Appellate fees were a different story. MidSouth pleaded the contractual clause at the outset of its brief, and Tennessee law treats such clauses as mandatory once enforcement of the agreement becomes necessary.24 By successfully defending the confirmation order, MidSouth qualified as the “prevailing party.” The panel remanded for the chancery court to determine a reasonable dollar figure, using familiar lodestar factors such as time expended, novelty of issues, and customary hourly rates.25 The Court declined additional sanctions under Tennessee’s frivolous-appeal statute, warning that the remedy should be “used sparingly so as not to discourage legitimate appeals.”26

Practical Lessons for Construction and Commercial Practitioners

First, if you represent a party considering a motion to vacate, start with § 29-5-313(a)(1). Ask whether you can prove corruption, partiality, excess of jurisdiction, extreme procedural unfairness, or a lack of an arbitration agreement. If the answer is “no,” a motion to vacate is almost certainly futile. Courts will not correct what they see as an arbitrator’s mistake—no matter how egregious—because the parties bargained for finality when they chose arbitration.27

Second, preserve all contractual fee claims at every procedural stage. Relying only on § 29-5-315 risks forfeiting a mandatory fee award that might otherwise offset the cost of defending an award. Cite the clause in every post-award filing, and couple it with a detailed affidavit of time, rates, and tasks so the trial court has a record on which to base the award.28

Third, remember that a party’s refusal to allow repairs can radically alter the equities in a construction dispute. The arbitrator in Burstiner acknowledged shoddy workmanship, yet still held the owner liable for most of the contract balance because he denied the contractor access to cure. Contractors should document all attempts to revisit the jobsite, and owners should think twice before shutting the door entirely.29

Finally, when opposing a pro se challenge, insist that record rules be followed. Tennessee appellate courts will forgive some briefing missteps, but they will not look outside the record or create new arguments for the litigant. Object to extra-record attachments and remind the court of its confinement to the certified record.30

Conclusion

“Final means final” may sound trite, but in the world of Tennessee arbitration law it is doctrine, not cliché. MidSouth Construction, LLC v. Burstiner shows that courts will enforce arbitration clauses with vigor, shutting the courthouse door to most attempts at second-guessing. Unless one of the TUAA’s narrowly defined defects exists, the award will stand—and the challenger may end up paying the other side’s appellate fees for trying. Practitioners would thus be wise to treat arbitration as the last stop for the merits and to focus post-award strategy on enforceability rather than re-litigation.

Footnotes

  1. MidSouth Construction, LLC v. Burstiner, No. M2023-01396-COA-R3-CV, slip op. at 1–2 (Tenn. Ct. App. June 12 2025).

  2. Id. at 2.

  3. Id.

  4. Id. at 2–3.

  5. Id.

  6. Id. at 3.

  7. Id. at 3–4.

  8. Id. at 4.

  9. Id. at 5.

  10. Id. at 6.

  11. Tenn. Code Ann. § 29-5-312 (prior to 2023 amendment).

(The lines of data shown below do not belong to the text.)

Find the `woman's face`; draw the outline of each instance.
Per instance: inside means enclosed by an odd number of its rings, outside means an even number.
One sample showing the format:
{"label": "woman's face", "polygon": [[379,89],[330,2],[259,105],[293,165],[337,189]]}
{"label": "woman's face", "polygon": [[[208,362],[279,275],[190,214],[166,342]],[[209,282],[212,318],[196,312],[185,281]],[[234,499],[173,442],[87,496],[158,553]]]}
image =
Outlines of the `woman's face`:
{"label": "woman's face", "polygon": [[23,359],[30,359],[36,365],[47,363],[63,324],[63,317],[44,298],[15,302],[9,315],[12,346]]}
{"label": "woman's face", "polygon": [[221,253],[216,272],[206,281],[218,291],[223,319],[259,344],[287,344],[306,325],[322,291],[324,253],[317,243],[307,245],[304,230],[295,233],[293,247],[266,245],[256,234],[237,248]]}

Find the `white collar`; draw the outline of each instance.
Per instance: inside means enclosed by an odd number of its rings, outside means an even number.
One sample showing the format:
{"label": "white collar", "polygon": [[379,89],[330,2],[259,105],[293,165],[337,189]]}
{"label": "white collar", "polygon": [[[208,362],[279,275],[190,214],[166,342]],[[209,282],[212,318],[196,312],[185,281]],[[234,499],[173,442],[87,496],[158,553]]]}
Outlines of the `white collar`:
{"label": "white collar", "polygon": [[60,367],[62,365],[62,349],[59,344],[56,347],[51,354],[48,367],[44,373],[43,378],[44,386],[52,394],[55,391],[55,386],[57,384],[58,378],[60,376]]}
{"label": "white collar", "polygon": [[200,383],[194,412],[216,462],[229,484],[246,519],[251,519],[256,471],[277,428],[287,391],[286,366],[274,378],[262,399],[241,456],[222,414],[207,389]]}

  12. Burstiner, slip op. at 6.

  13. Tenn. Code Ann. § 29-5-313(a)(1) (2020 ed.).

  14. Arnold v. Morgan Keegan & Co., 914 S.W.2d 445, 449–50 (Tenn. 1996); D & E Construction Co., Inc. v. Denley, 38 S.W.3d 513, 518 (Tenn. 2001).

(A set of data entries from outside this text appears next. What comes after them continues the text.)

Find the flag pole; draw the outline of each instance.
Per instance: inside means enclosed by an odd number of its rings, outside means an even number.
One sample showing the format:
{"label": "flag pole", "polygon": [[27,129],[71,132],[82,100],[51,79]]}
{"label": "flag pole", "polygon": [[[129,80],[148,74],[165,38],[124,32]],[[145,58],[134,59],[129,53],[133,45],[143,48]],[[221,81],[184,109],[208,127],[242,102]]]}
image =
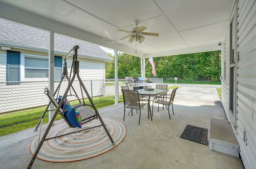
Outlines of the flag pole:
{"label": "flag pole", "polygon": [[146,65],[146,64],[147,64],[147,62],[148,62],[148,61],[150,60],[150,59],[148,58],[148,59],[147,59],[147,61],[146,62],[146,63],[145,64],[145,65]]}

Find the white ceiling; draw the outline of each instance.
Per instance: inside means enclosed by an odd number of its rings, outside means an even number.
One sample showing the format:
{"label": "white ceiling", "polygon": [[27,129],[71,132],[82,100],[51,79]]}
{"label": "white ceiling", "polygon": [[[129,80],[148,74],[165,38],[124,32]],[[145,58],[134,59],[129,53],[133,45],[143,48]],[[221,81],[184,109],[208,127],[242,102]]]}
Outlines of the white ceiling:
{"label": "white ceiling", "polygon": [[[141,57],[220,50],[234,0],[0,0],[0,17]],[[133,21],[160,34],[119,39]]]}

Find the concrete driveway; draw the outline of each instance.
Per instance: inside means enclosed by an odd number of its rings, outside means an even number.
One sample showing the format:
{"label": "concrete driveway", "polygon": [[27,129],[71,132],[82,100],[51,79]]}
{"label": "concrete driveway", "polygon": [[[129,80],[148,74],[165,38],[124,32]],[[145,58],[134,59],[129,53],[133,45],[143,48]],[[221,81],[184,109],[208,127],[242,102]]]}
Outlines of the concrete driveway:
{"label": "concrete driveway", "polygon": [[[123,122],[127,129],[126,137],[105,154],[70,163],[54,163],[36,159],[33,168],[243,168],[238,158],[210,151],[207,146],[180,138],[187,124],[208,128],[210,117],[226,119],[216,89],[182,87],[177,91],[174,109],[175,115],[171,115],[170,120],[166,109],[157,112],[157,107],[154,107],[152,121],[147,118],[145,107],[139,125],[138,114],[126,116]],[[102,117],[122,121],[123,103],[99,110]],[[1,167],[26,167],[32,157],[29,144],[38,134],[36,133],[31,129],[0,137]]]}

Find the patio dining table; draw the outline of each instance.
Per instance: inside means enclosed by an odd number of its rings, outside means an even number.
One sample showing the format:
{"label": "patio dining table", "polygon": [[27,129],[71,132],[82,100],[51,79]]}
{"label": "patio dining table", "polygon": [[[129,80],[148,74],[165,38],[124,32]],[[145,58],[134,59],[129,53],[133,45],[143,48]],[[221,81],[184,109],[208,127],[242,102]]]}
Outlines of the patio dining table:
{"label": "patio dining table", "polygon": [[147,116],[149,119],[150,114],[150,117],[151,118],[151,121],[152,121],[153,120],[152,120],[152,114],[151,113],[151,110],[150,109],[150,101],[151,101],[150,97],[151,96],[158,95],[162,93],[166,93],[168,91],[169,91],[168,90],[157,89],[155,89],[154,91],[146,91],[146,90],[144,90],[144,89],[140,89],[138,90],[138,93],[139,93],[139,94],[148,96],[148,99],[147,101],[147,107],[148,107]]}

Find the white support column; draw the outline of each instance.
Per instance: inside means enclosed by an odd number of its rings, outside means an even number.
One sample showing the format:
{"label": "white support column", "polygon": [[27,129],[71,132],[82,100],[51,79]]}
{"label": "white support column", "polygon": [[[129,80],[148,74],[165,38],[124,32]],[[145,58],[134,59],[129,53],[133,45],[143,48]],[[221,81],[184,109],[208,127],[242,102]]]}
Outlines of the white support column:
{"label": "white support column", "polygon": [[143,77],[143,67],[142,58],[140,58],[140,77]]}
{"label": "white support column", "polygon": [[115,105],[117,105],[119,98],[118,84],[118,51],[115,49]]}
{"label": "white support column", "polygon": [[[50,32],[49,46],[49,89],[51,92],[54,92],[54,33]],[[54,107],[52,103],[49,110],[54,110]],[[49,122],[52,119],[54,111],[49,112]]]}
{"label": "white support column", "polygon": [[142,58],[143,77],[145,77],[145,58]]}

  15. 769 S.W.2d 217, 218–19 (Tenn. Ct. App. 1988).

  16. 914 S.W.2d at 451.

  17. Burstiner, slip op. at 5 (quoting Arnold, 914 S.W.2d at 450).

  18. Id. at 7.

  19. Id.

  20. Id. at 5–6.

  21. Id. at 5 (citing Tenn. R. App. P. 2).

  22. Id. at 7.

  23. Id. at 8 (citing Vodafone Americas Holdings, Inc. v. Roberts, 486 S.W.3d 496, 512 (Tenn. 2016)).

  24. Khan v. Regions Bank, 584 S.W.3d 418, 429 n.7 (Tenn. Ct. App. 2019).

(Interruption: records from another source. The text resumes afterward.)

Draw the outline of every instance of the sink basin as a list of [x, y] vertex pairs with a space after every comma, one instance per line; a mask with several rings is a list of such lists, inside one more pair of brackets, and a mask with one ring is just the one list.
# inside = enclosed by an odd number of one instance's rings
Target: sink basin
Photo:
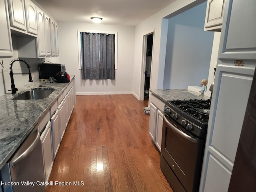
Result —
[[49, 96], [53, 91], [54, 89], [30, 90], [17, 95], [12, 99], [20, 100], [44, 99]]

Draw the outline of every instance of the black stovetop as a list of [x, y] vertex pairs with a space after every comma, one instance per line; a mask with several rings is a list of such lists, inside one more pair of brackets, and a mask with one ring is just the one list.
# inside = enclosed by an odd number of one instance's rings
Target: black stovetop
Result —
[[[171, 112], [165, 114], [173, 119], [174, 114], [177, 114], [178, 117], [174, 120], [177, 123], [187, 130], [187, 125], [192, 124], [193, 130], [188, 131], [198, 136], [204, 137], [208, 126], [210, 104], [210, 100], [167, 101], [166, 106], [171, 109]], [[185, 125], [182, 123], [184, 120], [187, 122]]]

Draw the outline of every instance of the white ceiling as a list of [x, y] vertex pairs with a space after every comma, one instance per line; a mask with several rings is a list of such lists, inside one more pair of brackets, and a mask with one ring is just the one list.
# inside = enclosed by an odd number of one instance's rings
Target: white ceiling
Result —
[[176, 0], [36, 0], [57, 21], [135, 26]]

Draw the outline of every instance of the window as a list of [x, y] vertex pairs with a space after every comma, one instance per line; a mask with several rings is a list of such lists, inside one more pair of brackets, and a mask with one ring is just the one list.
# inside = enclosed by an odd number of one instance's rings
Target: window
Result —
[[83, 31], [78, 30], [82, 79], [114, 79], [117, 33]]

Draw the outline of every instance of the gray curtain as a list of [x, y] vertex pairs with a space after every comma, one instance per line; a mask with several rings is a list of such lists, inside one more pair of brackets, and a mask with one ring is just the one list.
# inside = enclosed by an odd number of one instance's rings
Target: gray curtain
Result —
[[82, 79], [115, 79], [115, 35], [81, 35]]

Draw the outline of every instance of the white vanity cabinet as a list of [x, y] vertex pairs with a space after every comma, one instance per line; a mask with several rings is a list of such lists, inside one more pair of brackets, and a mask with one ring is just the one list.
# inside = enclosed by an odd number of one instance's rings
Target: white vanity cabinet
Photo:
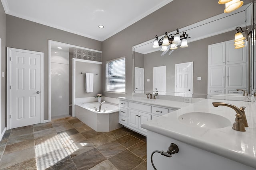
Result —
[[208, 94], [230, 94], [234, 89], [246, 88], [246, 49], [235, 49], [234, 43], [231, 40], [208, 46]]
[[119, 100], [119, 123], [144, 135], [146, 130], [141, 127], [143, 123], [176, 110], [134, 101]]

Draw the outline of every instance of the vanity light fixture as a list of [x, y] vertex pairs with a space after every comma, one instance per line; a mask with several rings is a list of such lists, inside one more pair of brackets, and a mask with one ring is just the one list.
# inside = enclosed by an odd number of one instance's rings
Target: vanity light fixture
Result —
[[[239, 29], [240, 30], [240, 31]], [[245, 47], [244, 45], [244, 40], [245, 40], [246, 41], [248, 41], [248, 37], [251, 34], [252, 31], [250, 31], [248, 34], [247, 34], [247, 31], [248, 30], [248, 28], [246, 27], [245, 31], [244, 31], [241, 27], [237, 27], [236, 28], [236, 33], [235, 35], [235, 44], [234, 45], [235, 46], [235, 49], [238, 49], [241, 48], [243, 48]], [[245, 36], [246, 37], [244, 37], [242, 32], [245, 33]]]
[[240, 0], [220, 0], [219, 4], [225, 4], [225, 8], [224, 12], [229, 13], [241, 7], [244, 2]]
[[[179, 34], [179, 29], [177, 29], [176, 31], [176, 34], [171, 34], [169, 36], [167, 33], [166, 32], [164, 36], [159, 40], [158, 37], [156, 35], [156, 39], [153, 44], [153, 48], [158, 48], [160, 46], [162, 45], [162, 48], [160, 51], [165, 51], [168, 50], [168, 48], [170, 47], [171, 50], [177, 49], [179, 45], [180, 45], [181, 48], [188, 47], [188, 45], [187, 39], [190, 38], [190, 37], [188, 37], [188, 34], [186, 32], [183, 32], [182, 34]], [[168, 47], [168, 46], [169, 47]]]

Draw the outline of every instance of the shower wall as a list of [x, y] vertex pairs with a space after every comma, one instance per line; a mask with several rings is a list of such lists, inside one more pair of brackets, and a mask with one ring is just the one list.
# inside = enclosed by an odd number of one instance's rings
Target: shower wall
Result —
[[51, 49], [51, 117], [69, 114], [68, 51]]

  25. Burstiner, slip op. at 8.

  26. Id. (quoting Chiozza v. Chiozza, 315 S.W.3d 482, 493 (Tenn. Ct. App. 2009)).

  27. See Arnold, 914 S.W.2d at 450.

  28. Cf. Tennessee Homes v. Welch, 664 S.W.3d 1, 20–21 (Tenn. Ct. App. 2022).

  29. Burstiner, slip op. at 3–4.

  30. Kries v. Kries, No. E2004-00132-COA-R3-CV, 2004 Tenn. App. LEXIS 784, at *6–7 (Tenn. Ct. App. Nov. 29 2004).